Dans le quartier al Andalous de Bassora, l’équipe d’Amnesty International a été conduite sur un site où les restes de sept personnes, qui auraient « disparu » en 1991, venaient d’être découverts. Les délégués n’ont pas vu les corps, mais un journaliste étranger a confirmé que des dépouilles avaient été exhumées.

La délégation d’Amnesty International s’est rendue dans Arabian Gulf Street à Bassora, où selon certaines sources quelque 33 personnes ont été alignées contre un mur et exécutées, avant d’être enterrées sur place. Amnesty International s’est entretenue avec Salah, témoin des exécutions. Les familles ont emmené les corps de leurs proches, tandis que les chiens prenaient les autres pour proie.

Depuis la chute du régime de Saddam Hussein, les Irakiens recherchent les « prisons secrètes » : on dit qu’il en existe dans tout le pays et que des milliers de « disparus » y sont détenus. En plusieurs lieux, des gens auraient entendu des voix provenant du sous-sol. À al Haritha, les délégués d’Amnesty International ont pu voir, affichée près d’une mosquée, une liste de prisons souterraines.

Sur le site de la Société pétrolière irakienne, près de l’université de Bassora, Amnesty International a rencontré une personne qui a affirmé avoir assisté à l’exécution de 20 à 25 hommes et de 10 femmes dans l’enceinte de l’usine, en 1991. Les corps avaient été inhumés aux alentours.

À Umm al Broom Square, au centre de Bassora, les délégués d’Amnesty International ont eu entre les mains la copie d’un document publié par le tribunal révolutionnaire, sur lequel figuraient 141 noms de détenus. Une autre liste regroupait 84 noms de personnes exécutées entre 1982 et 1984.

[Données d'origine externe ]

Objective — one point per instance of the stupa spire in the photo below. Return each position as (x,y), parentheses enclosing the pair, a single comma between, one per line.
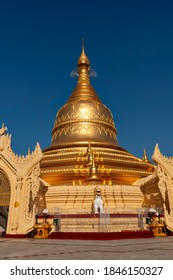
(145,157)
(84,89)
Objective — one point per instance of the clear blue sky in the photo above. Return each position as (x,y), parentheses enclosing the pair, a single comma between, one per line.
(129,44)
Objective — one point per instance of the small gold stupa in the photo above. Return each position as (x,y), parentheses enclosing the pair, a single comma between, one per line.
(83,124)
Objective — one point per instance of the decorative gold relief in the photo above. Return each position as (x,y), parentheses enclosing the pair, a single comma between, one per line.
(16,204)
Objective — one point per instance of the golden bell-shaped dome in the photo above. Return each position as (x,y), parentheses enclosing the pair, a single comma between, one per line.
(84,117)
(85,122)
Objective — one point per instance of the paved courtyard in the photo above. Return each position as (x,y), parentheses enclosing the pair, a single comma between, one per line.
(160,248)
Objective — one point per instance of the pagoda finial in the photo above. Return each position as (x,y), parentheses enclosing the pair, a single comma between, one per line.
(82,43)
(145,157)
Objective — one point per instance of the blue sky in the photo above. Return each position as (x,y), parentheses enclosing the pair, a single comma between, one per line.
(129,44)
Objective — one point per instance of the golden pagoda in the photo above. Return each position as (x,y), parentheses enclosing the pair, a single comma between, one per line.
(83,124)
(84,172)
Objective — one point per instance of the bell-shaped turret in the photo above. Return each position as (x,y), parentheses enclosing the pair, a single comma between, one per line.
(84,117)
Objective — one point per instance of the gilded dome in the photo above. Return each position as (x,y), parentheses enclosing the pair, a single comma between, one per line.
(83,122)
(84,117)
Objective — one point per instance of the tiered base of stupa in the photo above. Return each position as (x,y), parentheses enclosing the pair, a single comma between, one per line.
(78,199)
(71,209)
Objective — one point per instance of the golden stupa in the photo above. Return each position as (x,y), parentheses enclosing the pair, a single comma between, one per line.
(84,149)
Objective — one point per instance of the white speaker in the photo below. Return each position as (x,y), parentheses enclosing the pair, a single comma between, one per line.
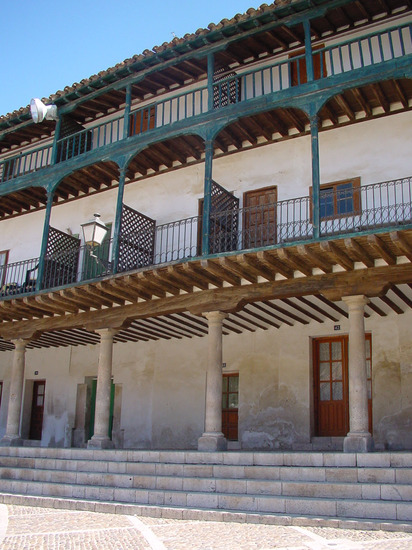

Enfin, la délégation d’Amnesty International s’est rendue sur un terrain vague, où un charnier a été découvert, à al Fadhlia, près d’Abu al Khasib. Parmi la foule qui creusait, deux personnes ont reconnu les vêtements de leur père et éclaté en sanglots, dans une ambiance mêlée d’angoisse et de chagrin. Il semble que ce charnier contienne des centaines de corps. On croit savoir que les victimes ont été exécutées dans le cadre du soulèvement de 1991. Selon les témoignages des habitants du quartier, ces personnes ont été mises à mort sur place ou amenées dans des camions et jetées dans les fosses.